Enzymatic microassay of serum bile acids: increased sensitivity with an enzyme amplification technique

A new method for the analysis of bile acids in serum is described. Bile acids are oxidized by the 3α-hydroxysteroid dehydrogenase of Pseudomonas testosteroni and after selective destruction of NAD excess the reduced coenzyme is determined by an enzymatic cycling reaction. This amplifying step uses a single enzyme the 3β- or 17β-hydroxysteroid dehydrogenase of P. testosteroni: the microquantity of NADH (formed in the previous reaction) is used alternatively for the reduction of the 17-oxo group and oxidation of the 3β-OH group of dehydroepiandrosterone giving stoichiometrically after each cycle 17β-OH-3-oxo androst-5-ene.

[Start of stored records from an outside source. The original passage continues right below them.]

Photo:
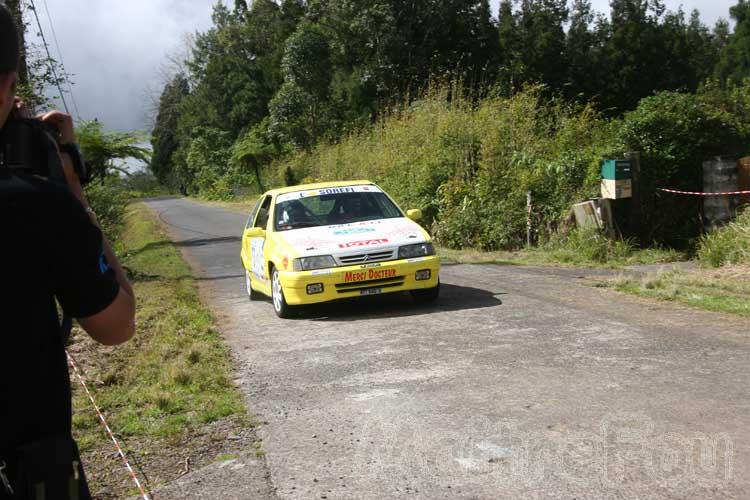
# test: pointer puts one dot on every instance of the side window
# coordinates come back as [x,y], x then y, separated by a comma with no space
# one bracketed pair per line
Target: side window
[253,213]
[262,219]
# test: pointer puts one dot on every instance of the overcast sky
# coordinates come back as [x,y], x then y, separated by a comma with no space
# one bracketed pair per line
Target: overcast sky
[115,48]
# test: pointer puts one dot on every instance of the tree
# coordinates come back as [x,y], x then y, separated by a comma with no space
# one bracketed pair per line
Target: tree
[298,111]
[102,149]
[164,138]
[585,53]
[734,65]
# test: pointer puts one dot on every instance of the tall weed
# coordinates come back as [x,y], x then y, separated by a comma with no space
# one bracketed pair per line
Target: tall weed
[727,245]
[468,166]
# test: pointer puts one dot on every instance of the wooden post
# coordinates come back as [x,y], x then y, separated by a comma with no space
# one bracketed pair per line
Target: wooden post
[635,202]
[528,219]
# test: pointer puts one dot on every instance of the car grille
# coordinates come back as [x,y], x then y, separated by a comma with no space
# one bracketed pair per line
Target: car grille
[364,285]
[363,258]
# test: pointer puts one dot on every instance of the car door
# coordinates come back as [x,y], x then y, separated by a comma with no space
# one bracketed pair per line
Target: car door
[254,239]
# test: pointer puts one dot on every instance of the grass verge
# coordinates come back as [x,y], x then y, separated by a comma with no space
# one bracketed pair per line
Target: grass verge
[580,248]
[174,379]
[725,290]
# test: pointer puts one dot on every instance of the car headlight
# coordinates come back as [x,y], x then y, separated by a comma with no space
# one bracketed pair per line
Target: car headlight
[418,250]
[317,262]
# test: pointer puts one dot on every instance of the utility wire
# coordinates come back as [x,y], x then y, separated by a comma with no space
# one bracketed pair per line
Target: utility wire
[49,58]
[62,63]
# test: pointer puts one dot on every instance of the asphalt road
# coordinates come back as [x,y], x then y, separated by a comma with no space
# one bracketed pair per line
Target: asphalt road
[520,383]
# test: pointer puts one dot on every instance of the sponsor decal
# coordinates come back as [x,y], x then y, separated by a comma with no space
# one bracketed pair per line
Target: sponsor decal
[296,195]
[354,230]
[257,256]
[324,192]
[363,243]
[369,274]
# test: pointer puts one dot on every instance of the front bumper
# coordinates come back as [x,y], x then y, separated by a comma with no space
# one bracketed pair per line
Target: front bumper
[360,280]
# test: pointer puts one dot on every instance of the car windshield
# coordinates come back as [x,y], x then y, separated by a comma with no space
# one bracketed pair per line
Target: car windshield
[332,206]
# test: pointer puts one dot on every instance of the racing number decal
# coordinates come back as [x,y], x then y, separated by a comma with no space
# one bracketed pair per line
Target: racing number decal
[256,252]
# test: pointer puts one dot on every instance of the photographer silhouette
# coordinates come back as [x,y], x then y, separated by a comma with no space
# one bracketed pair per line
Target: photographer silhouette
[51,249]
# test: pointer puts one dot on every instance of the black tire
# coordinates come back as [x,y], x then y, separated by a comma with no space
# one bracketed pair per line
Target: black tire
[426,295]
[251,294]
[280,307]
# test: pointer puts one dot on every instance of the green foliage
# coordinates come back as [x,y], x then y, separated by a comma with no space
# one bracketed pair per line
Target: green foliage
[207,163]
[584,246]
[102,149]
[675,133]
[164,138]
[734,65]
[298,112]
[469,167]
[727,245]
[251,151]
[108,199]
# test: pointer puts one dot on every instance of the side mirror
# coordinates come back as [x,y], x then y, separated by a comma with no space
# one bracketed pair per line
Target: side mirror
[255,232]
[414,214]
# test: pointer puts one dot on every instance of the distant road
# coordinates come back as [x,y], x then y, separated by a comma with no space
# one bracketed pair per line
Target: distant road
[520,383]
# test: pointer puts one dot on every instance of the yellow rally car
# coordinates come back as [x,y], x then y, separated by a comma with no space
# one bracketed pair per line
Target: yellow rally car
[320,242]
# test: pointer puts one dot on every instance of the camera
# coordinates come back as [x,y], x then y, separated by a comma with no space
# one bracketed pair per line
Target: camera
[28,147]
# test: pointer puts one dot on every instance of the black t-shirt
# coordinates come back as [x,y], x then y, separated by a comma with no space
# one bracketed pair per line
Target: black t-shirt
[49,249]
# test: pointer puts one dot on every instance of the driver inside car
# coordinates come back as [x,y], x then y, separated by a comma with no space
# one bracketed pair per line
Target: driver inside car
[294,214]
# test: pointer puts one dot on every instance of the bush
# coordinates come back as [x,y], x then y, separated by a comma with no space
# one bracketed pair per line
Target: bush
[727,245]
[588,245]
[675,133]
[469,165]
[108,199]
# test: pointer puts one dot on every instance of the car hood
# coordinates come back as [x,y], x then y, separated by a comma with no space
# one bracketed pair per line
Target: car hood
[359,237]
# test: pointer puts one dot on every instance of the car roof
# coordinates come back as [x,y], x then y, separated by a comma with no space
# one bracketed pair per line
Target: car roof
[319,185]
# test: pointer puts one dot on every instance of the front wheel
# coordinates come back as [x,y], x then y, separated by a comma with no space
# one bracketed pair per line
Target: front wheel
[251,294]
[426,295]
[280,307]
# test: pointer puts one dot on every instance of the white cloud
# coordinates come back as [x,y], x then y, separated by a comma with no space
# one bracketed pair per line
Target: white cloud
[115,48]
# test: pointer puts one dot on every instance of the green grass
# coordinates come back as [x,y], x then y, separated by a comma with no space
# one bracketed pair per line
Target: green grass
[176,374]
[729,244]
[726,290]
[584,248]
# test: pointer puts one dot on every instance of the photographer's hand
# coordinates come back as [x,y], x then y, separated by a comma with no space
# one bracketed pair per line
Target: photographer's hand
[116,323]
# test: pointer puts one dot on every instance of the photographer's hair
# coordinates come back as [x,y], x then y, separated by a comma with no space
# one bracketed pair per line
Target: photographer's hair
[9,43]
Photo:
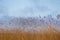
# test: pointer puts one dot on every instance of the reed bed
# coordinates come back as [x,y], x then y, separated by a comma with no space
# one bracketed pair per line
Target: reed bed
[51,34]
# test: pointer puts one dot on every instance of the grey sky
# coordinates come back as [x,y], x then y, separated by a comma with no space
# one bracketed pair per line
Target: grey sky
[25,8]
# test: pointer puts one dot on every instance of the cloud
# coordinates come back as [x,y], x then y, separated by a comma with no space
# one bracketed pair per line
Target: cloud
[30,7]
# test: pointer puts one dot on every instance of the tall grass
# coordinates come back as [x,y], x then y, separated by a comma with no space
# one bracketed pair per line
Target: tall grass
[51,34]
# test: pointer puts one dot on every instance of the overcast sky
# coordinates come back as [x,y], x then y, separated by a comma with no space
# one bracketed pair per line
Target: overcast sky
[26,8]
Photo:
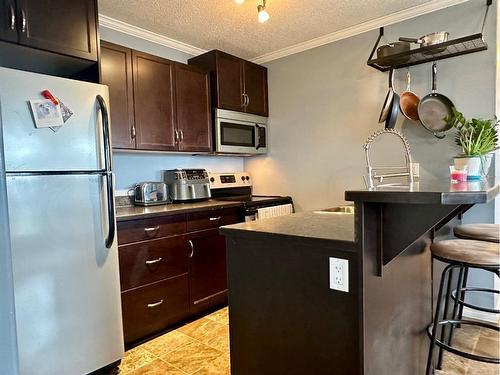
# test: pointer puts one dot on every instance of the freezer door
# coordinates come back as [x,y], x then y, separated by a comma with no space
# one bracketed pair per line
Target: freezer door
[76,146]
[66,282]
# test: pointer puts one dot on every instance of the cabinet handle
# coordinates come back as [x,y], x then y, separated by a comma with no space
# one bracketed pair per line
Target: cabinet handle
[153,261]
[151,231]
[151,305]
[23,21]
[191,244]
[12,18]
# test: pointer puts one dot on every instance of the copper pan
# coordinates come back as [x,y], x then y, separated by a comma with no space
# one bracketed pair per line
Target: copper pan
[408,101]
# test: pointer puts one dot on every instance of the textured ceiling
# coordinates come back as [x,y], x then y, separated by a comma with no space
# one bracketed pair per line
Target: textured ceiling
[225,25]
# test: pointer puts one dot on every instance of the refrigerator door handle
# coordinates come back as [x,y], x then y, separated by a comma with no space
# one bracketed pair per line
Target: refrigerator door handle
[110,238]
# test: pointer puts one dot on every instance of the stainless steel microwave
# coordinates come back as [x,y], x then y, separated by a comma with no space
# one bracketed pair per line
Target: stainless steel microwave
[240,133]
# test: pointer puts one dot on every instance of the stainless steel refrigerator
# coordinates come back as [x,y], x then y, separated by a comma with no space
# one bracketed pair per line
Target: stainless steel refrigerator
[60,303]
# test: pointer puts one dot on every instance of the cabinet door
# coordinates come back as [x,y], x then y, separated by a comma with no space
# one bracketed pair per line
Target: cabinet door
[256,88]
[153,102]
[68,27]
[207,270]
[116,72]
[8,21]
[192,93]
[230,82]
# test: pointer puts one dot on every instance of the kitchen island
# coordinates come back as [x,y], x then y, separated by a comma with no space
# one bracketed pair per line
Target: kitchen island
[284,316]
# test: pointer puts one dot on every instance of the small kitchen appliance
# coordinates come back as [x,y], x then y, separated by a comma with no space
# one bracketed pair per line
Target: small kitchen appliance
[187,184]
[237,186]
[150,194]
[240,133]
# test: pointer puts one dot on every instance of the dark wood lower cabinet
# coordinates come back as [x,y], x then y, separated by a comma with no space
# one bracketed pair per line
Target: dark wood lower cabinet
[171,268]
[154,307]
[207,270]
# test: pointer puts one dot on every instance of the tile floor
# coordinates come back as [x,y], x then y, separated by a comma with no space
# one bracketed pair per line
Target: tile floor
[202,348]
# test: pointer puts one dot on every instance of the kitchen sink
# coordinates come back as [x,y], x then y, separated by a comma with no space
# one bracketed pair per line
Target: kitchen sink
[349,210]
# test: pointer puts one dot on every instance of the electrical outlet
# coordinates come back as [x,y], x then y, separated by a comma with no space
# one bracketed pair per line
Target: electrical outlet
[415,169]
[339,274]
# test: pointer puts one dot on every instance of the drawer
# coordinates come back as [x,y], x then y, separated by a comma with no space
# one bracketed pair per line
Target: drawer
[146,229]
[149,261]
[154,307]
[213,218]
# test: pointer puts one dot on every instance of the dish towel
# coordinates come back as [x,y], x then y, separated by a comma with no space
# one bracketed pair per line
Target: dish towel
[274,211]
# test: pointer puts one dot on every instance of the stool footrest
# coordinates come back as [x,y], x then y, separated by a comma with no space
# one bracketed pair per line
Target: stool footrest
[462,353]
[471,306]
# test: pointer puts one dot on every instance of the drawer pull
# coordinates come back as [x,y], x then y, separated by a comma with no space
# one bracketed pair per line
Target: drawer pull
[153,261]
[191,244]
[152,231]
[151,305]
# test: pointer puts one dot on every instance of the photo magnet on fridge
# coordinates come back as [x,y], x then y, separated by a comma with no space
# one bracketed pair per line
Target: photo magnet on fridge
[46,114]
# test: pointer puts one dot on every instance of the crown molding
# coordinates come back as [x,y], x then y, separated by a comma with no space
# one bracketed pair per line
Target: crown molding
[126,28]
[376,23]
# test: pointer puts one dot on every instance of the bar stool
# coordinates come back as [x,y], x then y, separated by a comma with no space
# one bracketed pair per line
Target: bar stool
[480,232]
[459,254]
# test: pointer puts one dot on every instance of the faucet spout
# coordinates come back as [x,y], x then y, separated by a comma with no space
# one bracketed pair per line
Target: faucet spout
[406,170]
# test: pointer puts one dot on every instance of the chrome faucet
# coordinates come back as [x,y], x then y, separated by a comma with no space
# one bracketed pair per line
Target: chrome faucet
[372,171]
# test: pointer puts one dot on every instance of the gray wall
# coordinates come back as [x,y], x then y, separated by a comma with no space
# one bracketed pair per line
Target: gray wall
[131,167]
[325,102]
[8,343]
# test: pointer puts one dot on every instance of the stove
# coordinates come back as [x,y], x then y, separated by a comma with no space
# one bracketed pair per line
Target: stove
[238,187]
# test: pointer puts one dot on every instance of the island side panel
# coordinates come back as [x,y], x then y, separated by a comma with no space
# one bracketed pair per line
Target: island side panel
[397,307]
[283,317]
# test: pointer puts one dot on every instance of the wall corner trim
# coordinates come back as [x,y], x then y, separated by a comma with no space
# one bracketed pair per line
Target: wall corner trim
[123,27]
[376,23]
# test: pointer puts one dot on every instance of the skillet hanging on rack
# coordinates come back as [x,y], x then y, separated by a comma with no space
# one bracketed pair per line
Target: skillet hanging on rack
[390,109]
[434,108]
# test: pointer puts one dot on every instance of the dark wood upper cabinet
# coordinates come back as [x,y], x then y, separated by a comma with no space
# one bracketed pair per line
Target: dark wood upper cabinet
[237,84]
[154,102]
[229,82]
[8,20]
[68,28]
[192,93]
[116,73]
[256,88]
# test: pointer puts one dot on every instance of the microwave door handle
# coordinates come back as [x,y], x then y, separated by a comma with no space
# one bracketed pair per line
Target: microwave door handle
[110,238]
[257,127]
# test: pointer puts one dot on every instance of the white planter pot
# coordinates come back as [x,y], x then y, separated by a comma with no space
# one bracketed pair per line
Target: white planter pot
[473,165]
[486,163]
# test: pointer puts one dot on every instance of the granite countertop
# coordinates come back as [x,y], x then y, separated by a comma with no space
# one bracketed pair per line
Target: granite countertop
[139,212]
[438,191]
[311,224]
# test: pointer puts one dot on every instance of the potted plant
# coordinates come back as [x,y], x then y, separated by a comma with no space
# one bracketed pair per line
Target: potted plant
[478,139]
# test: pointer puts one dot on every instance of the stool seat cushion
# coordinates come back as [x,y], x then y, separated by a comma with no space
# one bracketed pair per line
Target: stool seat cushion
[472,252]
[481,232]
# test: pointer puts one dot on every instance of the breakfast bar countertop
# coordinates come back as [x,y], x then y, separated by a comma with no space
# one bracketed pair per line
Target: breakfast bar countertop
[436,191]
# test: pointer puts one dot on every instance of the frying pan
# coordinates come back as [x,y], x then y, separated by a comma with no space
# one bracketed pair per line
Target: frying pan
[390,121]
[389,113]
[408,101]
[430,40]
[433,108]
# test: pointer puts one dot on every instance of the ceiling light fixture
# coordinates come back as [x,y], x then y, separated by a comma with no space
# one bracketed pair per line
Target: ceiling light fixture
[263,15]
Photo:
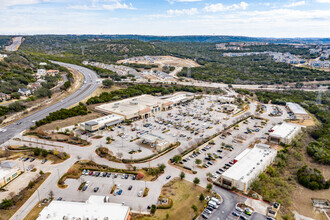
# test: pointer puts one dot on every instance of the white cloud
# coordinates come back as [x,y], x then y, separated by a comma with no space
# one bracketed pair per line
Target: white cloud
[191,11]
[8,3]
[118,5]
[295,4]
[220,7]
[173,1]
[102,5]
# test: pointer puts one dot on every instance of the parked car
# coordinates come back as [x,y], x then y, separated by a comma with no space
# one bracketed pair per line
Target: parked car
[120,192]
[236,214]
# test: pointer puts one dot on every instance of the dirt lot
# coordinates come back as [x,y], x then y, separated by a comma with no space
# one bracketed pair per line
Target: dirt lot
[167,60]
[98,91]
[184,194]
[301,197]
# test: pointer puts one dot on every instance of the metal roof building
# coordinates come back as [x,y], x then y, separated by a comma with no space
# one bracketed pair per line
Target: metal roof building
[94,208]
[298,111]
[248,167]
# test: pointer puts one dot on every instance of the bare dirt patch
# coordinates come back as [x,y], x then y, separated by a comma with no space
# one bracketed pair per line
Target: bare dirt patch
[167,60]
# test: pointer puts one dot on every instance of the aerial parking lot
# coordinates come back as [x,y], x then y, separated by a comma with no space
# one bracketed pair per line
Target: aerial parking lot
[187,123]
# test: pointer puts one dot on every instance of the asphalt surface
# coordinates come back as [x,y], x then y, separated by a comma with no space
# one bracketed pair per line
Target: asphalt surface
[88,87]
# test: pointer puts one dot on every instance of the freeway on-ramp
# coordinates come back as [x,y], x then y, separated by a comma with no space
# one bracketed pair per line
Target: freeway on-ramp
[89,85]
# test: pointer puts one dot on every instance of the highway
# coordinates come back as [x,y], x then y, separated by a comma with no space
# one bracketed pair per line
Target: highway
[88,87]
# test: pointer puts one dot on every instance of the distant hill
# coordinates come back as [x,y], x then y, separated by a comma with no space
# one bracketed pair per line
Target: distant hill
[197,38]
[213,38]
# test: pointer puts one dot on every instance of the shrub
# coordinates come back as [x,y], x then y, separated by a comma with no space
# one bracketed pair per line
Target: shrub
[312,178]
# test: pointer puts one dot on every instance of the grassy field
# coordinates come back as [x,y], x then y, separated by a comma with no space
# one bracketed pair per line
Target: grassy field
[184,194]
[6,214]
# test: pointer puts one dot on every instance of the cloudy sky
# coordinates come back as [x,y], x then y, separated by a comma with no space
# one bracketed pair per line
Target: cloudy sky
[255,18]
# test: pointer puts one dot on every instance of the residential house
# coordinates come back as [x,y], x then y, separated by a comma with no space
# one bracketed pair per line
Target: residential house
[52,72]
[4,97]
[24,92]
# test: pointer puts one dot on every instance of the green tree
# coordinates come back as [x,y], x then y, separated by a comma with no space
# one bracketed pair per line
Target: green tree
[196,181]
[201,197]
[6,203]
[161,167]
[177,158]
[182,175]
[194,207]
[108,83]
[209,186]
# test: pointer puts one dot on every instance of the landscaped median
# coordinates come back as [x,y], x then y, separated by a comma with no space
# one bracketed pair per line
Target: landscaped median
[179,199]
[145,174]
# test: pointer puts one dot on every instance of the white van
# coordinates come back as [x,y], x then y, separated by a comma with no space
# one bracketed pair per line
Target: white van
[213,204]
[213,199]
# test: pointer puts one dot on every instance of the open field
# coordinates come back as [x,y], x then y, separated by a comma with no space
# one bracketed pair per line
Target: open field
[301,197]
[165,60]
[6,214]
[184,194]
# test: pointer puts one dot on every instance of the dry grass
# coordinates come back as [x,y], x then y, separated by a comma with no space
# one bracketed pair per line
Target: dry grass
[6,214]
[184,194]
[301,196]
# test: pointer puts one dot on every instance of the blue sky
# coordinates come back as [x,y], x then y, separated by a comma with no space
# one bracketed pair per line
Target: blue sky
[255,18]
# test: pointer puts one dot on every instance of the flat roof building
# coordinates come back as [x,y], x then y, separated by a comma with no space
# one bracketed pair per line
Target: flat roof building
[248,167]
[156,141]
[298,111]
[135,108]
[9,170]
[95,207]
[284,133]
[100,123]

The rat of formation of this product is in direct proportion to the initial NADH concentration and is followed continuously by the enzymatic conversion of the product of the amplifying step into the chromophore testosterone (λ_max 248 nm: M_r = 16,600). This step is catalyzed by the 3-ketosteroid Δ5-isomerase of P.-testosteroni. This step, which is very fast and not rate limiting, has the advantage that it shifts the equilibrium of the amplifying system in the right direction. This rapid and sensitive method is adequate for numerous determinations in routine analysis.